As you explore the natural resources around you, the knowledge you gain helps you engage with nature and can support important research projects. A large part of the reason citizen science is so popular today is technology. Any of us can open an app or website and share our observations. This technology allows for large data sets from around the world, spanning a range of topics from astronomy and biology to weather and health research. Of course, here, we will focus on projects that help you get to know your forest and inform management decisions.
If you’ve taken an ecological forestry approach to your land, you may have done a Forest Biodiversity Assessment looking at forest and habitat types, trees, and understory plants. If so, you already have a lot of information to share. Contributing to the greater good is probably motivation enough, but these projects can help us better steward our forests. For the curious, many projects also provide great resources and training to help answer your management questions, and here are some the staff at NNRG find helpful.
Forest Health Watch is an initiative to facilitate research and education about the health of urban and rural forests in the Pacific Northwest. One project uses citizen observations to help identify areas of vulnerability for western redcedar. The project has 330 contributors and just over 2,500 observations. Those 330 citizen scientists gave 1,248 hours of their time, a more efficient way to get that amount of data than a handful of researchers could. The analysis will allow researchers to identify the factors contributing to healthy trees. You may remember Co-Director Joey Hubert presenting on this project in our January 2023 Fireside Chat.

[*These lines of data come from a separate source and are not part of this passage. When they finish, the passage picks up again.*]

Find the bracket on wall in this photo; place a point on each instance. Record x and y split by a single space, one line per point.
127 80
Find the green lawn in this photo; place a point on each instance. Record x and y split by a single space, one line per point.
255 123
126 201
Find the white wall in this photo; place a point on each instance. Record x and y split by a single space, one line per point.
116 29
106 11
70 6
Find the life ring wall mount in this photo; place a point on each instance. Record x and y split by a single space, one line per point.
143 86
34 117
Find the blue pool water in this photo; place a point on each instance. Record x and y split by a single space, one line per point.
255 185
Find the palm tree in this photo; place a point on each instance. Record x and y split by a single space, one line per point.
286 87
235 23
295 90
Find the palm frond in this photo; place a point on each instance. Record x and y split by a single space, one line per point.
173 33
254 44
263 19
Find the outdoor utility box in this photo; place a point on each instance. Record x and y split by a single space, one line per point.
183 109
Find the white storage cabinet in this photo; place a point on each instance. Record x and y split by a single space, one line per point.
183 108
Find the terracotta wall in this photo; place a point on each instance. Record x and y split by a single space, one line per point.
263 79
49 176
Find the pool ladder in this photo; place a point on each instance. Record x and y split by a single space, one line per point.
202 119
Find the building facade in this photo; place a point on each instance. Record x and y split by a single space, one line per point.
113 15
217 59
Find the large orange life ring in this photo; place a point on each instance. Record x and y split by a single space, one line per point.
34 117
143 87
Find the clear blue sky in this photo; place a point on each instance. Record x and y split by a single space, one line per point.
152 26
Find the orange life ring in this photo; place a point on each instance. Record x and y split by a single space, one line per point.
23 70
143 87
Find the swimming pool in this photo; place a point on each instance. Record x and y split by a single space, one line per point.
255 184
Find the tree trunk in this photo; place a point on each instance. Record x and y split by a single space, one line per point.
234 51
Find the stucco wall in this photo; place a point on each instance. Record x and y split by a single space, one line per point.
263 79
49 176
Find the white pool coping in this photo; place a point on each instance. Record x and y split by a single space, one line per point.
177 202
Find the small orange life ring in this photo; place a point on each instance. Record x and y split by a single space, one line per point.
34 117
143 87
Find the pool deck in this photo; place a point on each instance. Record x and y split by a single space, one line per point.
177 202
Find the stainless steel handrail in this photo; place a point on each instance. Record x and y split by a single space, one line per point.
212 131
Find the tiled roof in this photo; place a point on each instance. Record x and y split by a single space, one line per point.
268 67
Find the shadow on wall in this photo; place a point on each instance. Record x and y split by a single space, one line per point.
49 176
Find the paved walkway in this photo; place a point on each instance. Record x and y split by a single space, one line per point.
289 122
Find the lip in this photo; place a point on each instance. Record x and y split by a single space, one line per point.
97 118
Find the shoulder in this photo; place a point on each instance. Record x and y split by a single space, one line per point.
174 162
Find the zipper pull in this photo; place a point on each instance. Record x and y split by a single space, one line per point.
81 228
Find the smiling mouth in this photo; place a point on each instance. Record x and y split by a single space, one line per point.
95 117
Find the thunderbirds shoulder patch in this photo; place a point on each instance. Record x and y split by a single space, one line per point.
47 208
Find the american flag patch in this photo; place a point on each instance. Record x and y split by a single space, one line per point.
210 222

eBird is based on the idea that every birdwatcher — like every forest steward — has unique knowledge and experience. Checklists were nothing new to birders, but the platform managed by Cornell Lab of Ornithology has enabled those to be shared with all of us. It’s a great way to track the birds around you through checklists, photos, and recordings. More than 100 million sightings are reported yearly, with participation growing rapidly. With the help of everyday observers like you, they have developed abundance and range maps for 2,068 species globally. eBird data was cited in 150 scientific papers in 2023.
Project BudBurst seeks to track the impact of climate change by understanding how plants and pollinators respond to global warming. Understanding the phenology, or the timing of plant cycles, is valuable in this work. There are several ways to engage – individually, as part of a group or family, or through educational resources. Many scientific publications have resulted from this freely available data, including one that helps to predict the timing of cherry blossoms in Washington, DC.
iNaturalist is a nonprofit network of naturalists, citizen scientists, and biologists with the goal of mapping and sharing observations of biodiversity globally. This project allows you to create lists of the species you’ve seen, report on where you saw them, and get help identifying the ones you don’t recognize. The project has documented 459,119 species with 170,288,554 observations. A Richland, WA, woman was the first to locate an Eastern bluebird in Washington and had her excitement confirmed through the iNaturalist app.
Citizen contributions to science can help to understand and steward our natural world. The stories of everyday individuals contributing their observations, whether it be the flush of chanterelles, the earliest choruses of Pacific tree frogs, or the bud break of the Douglas-fir, showcase the power of collective knowledge. Through projects like the ones shared below, each of us has the opportunity to play a vital role in ecological forestry, climate change mitigation, and biodiversity mapping. We hope you embrace the technology to help us and other researchers better steward resilient forests and mitigate climate change impacts. Together, we can continue to unlock the mysteries of our local forests and contribute knowledge to sustain forests everywhere.